Relação de confiança marcou o caso
Bruna trabalhou por cerca de 12 anos na clínica do médico, localizada na Praia do Canto. Durante esse período, ela exercia funções de confiança, como controle financeiro e até o preparo da alimentação do cardiologista.
Segundo as investigações, ela teria se aproveitado dessa proximidade para cometer o crime. Além disso, o marido dela, Alysson Marinho, também aparece como suspeito de participação.
Envenenamento teria ocorrido por meses
De acordo com a apuração, o casal teria administrado doses de arsênio ao longo de aproximadamente um ano e meio. Além disso, a investigação aponta o desvio de cerca de R$ 600 mil da clínica.
O médico relatou que ainda enfrenta consequências do envenenamento.
“Estou me recuperando devagar. O estrago que o arsênio causou não tem recuperação imediata”, afirmou em entrevista.
Vítima relata traição
Victor Murad também destacou a relação próxima com a ex-secretária.

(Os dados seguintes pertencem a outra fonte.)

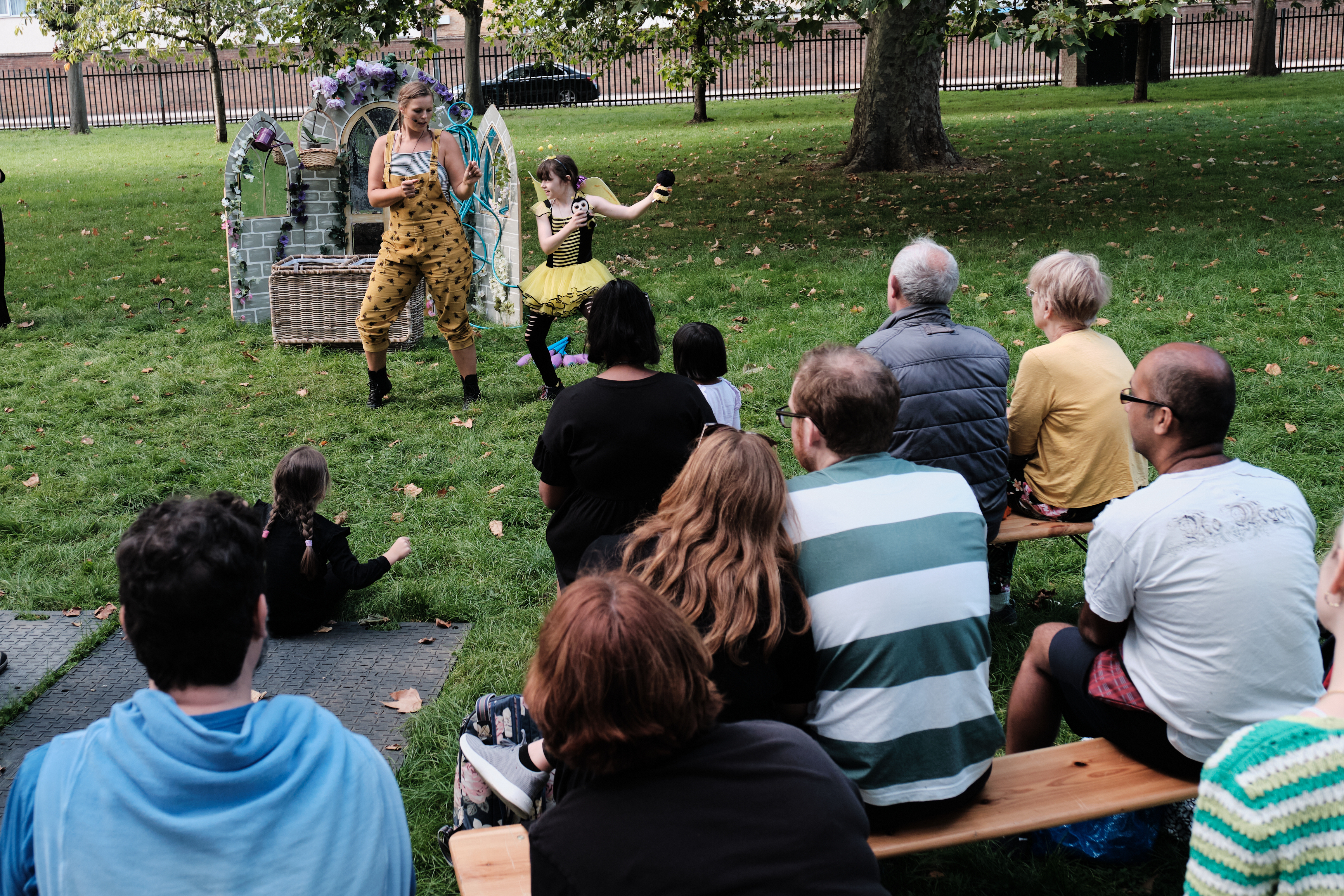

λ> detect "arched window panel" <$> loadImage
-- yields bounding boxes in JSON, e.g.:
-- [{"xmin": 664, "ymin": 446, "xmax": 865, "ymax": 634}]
[
  {"xmin": 238, "ymin": 148, "xmax": 289, "ymax": 218},
  {"xmin": 344, "ymin": 102, "xmax": 396, "ymax": 255}
]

“Era como uma filha para mim. Eu a tratava assim e ela me traiu. Foi uma covardia”, declarou.
Defesa nega acusações
Durante o processo, Bruna negou qualquer participação no crime. Segundo ela, a compra do óxido de arsênio ocorreu a pedido da esposa do médico.
No entanto, o advogado da vítima contestou essa versão.
Julgamento será pelo tribunal do júri
Com a decisão, o caso seguirá para julgamento pelo Tribunal do Júri, responsável por analisar crimes dolosos contra a vida.